Katanya, “Wahai ustaz, sebulan sudah saya melaksanakan perintahmu. Bagaimana sekarang?”
Jawab ustaz, “Anakku, ilmu apa yang telah kau peroleh dari paku-paku tersebut?”
Anak muda ini menggelengkan kepalanya. Lalu, kata sang ustaz, “Anakku, anggaplah papan yang lebar itu sebagai hati seseorang dan paku itu adalah amarahmu. Setiap kali kau marah, paku itu kau tancapkan di papan. Setelah amaarahmu reda, lalu kaun cabut kembali paku itu. Ketahuilah, sesungguhnya begitulah akibat dari marah. Setelah amarahmu reda, engkau mencabut kembali paku itu. Namun, bagaimanapun juga, engkau telah meninggalkan luka di hati orang tersebut.”
Mendengar penjelasan gurunya, anak muda ini hanya terdiam. Ia kini menyadari betapa dahsyatnya akibat yang ditimbulkan oleh amarah. Dalam hati ia berjanji untuk tidak lagi menguumbar amarah dan menjadi orang yang sabar.

Hikmah cerita:
Dalam sebuah sabdanya, Rasulullah saw. Mengibaratkan amarah itu seperti api yang bergejolak di dalam hati. Coba saja diperhatikan raut wajah orang marah. Matanya melotot dan memerah, urat-uratnya menonjol, dan wajahnya tertekuk seram, serta keluar dari mulutnya kata-kata yang kasar dan cacian. Pendeknya, tidak ada yang bagus sama sekali yang dapat dilihat dari orang yag sedang marah. Orang yang pemarah pun umumnya selalu dijauhi dan tidak disukai.
Rasulullah saw. Adalah contoh baik bagi yang ingin belajar sabar. Terhadap cacian, beliau mendoakan orang yang mencacinya. Tercatat dalam sejarah, beliau hanya marah satu kali saja. Itu pun marah yang menjadi solusi. Ketika membagi-bagi hasil rampasan perang ada beberapa pihak yang tidak puas. Maka beliau berkata , “Jika Allah dan Rasulnya sudah kalian anggap tidak adil, maka siapa lagi yang adil?”
Begitulah kemarahan Rasulullah saw yang membungkam beberapa pihak  yang meragukan keadilan Allah. Kalaupun harus mencela, beliau hanya berkata, “Semoga dahimu berlumuran debu dan tanah.”

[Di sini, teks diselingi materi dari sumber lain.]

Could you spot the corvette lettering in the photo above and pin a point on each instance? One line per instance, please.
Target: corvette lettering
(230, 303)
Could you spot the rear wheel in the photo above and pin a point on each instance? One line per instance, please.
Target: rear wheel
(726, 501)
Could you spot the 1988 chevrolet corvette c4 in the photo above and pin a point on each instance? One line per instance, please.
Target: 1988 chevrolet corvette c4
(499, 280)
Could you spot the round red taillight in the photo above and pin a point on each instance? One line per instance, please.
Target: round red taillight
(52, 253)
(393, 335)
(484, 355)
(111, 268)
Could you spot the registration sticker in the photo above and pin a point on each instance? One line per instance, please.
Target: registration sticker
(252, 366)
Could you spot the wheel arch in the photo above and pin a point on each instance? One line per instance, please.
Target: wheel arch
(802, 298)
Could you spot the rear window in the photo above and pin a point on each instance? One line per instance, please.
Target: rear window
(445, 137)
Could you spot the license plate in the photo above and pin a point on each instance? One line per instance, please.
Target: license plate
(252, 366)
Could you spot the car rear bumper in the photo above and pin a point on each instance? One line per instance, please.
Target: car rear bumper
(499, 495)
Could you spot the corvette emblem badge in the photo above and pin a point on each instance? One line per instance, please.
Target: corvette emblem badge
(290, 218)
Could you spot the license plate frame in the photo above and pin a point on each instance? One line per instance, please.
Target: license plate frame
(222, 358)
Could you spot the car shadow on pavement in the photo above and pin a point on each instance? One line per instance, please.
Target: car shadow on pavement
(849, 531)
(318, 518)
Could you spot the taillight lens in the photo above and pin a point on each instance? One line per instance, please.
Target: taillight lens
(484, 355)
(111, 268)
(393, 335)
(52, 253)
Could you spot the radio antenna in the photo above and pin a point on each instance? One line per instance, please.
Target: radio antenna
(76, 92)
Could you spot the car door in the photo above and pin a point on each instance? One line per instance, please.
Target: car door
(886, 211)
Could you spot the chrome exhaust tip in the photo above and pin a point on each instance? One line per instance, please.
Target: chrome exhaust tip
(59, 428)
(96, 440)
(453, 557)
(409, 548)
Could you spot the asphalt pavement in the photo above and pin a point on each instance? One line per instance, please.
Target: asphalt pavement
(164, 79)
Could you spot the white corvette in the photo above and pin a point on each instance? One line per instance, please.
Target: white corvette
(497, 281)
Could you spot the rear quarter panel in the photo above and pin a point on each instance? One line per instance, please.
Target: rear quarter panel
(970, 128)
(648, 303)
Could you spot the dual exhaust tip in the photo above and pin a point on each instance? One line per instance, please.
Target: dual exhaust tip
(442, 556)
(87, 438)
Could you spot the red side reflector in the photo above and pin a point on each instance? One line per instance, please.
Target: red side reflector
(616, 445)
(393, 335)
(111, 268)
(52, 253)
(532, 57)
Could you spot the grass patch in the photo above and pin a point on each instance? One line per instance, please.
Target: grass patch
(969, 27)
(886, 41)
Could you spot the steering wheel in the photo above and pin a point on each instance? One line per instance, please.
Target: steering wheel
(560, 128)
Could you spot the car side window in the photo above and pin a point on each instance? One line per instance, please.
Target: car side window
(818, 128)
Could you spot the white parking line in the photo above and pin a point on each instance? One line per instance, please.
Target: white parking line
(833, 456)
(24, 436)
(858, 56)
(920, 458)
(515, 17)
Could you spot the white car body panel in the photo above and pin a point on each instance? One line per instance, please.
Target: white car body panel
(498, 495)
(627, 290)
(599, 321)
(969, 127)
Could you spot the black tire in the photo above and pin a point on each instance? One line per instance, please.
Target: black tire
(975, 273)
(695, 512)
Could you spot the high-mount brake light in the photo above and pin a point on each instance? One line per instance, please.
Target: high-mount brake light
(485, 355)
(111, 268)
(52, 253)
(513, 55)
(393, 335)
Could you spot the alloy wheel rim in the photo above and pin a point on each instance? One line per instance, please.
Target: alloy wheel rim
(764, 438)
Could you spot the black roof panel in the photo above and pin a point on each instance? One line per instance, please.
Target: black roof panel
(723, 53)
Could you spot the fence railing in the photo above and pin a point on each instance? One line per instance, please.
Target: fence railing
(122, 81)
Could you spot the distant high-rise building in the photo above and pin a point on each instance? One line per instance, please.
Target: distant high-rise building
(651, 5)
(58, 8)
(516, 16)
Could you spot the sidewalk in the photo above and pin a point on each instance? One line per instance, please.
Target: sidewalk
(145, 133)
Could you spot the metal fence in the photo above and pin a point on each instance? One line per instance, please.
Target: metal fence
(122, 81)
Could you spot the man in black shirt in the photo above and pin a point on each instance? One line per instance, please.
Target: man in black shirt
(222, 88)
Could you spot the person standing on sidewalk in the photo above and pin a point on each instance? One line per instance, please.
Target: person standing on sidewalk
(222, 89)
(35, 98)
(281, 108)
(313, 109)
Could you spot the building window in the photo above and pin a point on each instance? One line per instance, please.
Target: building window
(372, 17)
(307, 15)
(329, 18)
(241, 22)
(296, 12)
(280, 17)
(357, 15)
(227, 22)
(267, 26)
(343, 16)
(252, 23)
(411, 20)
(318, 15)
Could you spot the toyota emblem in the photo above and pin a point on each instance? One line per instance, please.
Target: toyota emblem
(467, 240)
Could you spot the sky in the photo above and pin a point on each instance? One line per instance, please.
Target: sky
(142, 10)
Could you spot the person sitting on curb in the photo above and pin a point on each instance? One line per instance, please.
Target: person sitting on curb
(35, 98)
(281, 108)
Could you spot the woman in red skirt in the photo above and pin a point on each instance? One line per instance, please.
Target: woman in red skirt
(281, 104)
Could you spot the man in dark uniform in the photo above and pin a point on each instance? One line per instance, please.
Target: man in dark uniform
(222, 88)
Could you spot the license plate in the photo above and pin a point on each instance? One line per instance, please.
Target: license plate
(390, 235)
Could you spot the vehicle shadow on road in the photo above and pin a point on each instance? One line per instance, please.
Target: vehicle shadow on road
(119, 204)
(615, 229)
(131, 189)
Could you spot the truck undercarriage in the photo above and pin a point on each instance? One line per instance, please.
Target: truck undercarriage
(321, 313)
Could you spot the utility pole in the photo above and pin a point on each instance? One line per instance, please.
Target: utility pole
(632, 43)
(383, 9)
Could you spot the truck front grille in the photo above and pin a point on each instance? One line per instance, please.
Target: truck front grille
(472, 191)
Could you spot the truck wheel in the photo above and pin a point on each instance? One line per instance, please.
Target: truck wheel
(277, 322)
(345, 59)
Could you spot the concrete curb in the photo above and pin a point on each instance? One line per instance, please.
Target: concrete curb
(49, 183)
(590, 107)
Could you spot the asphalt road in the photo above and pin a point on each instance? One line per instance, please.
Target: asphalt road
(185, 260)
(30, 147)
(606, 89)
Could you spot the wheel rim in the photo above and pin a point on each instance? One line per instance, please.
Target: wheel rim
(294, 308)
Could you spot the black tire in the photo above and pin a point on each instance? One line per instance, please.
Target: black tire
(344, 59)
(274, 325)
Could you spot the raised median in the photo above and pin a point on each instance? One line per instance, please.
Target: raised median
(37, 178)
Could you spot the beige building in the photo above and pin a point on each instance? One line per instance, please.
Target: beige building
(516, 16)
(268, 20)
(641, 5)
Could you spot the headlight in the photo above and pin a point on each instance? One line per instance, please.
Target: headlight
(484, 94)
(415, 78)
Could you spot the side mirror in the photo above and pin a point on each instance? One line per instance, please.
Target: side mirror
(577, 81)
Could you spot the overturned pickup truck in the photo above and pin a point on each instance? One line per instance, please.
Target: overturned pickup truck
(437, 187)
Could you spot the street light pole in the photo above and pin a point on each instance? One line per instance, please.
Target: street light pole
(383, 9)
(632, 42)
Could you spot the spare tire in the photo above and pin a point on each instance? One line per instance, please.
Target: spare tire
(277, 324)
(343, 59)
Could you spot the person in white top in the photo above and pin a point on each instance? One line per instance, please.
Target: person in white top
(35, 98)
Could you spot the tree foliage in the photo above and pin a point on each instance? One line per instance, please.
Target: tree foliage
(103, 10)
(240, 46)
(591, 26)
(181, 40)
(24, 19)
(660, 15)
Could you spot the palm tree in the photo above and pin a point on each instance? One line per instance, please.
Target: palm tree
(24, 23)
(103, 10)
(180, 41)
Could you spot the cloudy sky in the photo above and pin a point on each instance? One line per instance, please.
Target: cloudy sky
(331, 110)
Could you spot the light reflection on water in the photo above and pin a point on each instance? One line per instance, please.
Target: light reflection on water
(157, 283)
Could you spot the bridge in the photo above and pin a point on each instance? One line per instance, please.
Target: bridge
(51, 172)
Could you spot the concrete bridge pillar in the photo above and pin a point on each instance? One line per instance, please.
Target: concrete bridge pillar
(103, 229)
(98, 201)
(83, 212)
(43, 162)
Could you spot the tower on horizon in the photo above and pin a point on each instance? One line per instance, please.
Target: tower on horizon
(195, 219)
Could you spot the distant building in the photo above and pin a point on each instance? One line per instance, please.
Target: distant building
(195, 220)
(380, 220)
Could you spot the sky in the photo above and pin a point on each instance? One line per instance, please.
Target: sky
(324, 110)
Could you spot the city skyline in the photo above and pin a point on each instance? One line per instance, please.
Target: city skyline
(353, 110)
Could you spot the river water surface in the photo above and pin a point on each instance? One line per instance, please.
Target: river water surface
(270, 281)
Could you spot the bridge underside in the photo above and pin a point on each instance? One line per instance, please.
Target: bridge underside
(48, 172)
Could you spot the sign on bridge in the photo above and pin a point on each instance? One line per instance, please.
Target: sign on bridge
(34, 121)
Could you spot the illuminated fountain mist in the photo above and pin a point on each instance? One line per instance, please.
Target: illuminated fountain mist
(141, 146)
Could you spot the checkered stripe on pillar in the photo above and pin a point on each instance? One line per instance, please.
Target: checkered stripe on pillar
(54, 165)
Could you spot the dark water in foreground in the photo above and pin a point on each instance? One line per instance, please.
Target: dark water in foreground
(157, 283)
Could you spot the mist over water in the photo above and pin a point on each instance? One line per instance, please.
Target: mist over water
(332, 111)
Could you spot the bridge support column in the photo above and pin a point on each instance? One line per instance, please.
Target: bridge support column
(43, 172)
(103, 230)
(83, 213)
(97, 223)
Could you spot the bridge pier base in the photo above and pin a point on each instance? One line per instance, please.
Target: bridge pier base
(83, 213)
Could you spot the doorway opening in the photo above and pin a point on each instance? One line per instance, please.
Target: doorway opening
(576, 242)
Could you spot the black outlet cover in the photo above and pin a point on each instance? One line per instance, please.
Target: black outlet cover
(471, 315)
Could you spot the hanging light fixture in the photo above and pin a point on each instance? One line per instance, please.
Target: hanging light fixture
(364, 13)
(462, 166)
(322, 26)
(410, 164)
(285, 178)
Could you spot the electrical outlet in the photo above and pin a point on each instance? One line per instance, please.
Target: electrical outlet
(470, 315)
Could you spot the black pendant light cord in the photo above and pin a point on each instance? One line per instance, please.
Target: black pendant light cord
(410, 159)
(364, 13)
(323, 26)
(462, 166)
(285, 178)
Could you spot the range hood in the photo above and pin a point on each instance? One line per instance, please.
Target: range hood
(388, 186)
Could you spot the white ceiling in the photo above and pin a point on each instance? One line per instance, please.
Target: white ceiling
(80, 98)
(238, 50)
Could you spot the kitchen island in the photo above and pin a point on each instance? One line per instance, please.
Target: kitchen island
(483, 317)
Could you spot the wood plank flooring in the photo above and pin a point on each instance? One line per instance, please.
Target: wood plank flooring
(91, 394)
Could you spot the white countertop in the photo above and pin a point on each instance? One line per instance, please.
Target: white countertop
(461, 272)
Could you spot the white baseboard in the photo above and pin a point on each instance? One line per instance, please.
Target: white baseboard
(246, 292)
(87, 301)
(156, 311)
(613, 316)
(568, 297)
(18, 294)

Tidak ada gunanya mengumbar amarah karena hanya akan membuat setan tertawa senang. Kemarahan itu bersifat menghancurkan, baik menghancukan hati, menghancurkan keakraban, kedamaian, kegembiraan, maupun tali silaturahmi. Seperti yang telah digambrkan dalam cerita di atas, kemarahan itu tetap akan membekas di hati orang yang dimarahi. Walaupun keduanya sudah saling meminta maaf dan memaafkan. Oleh karena itu, masih maukah menjadi seorang pemarah?

Referensi:
Chalil komaruddin M. H. Hikmah di Balik Fenomena Kehidupan. Cet. I; Bandung: Pustaka Madani. 2007.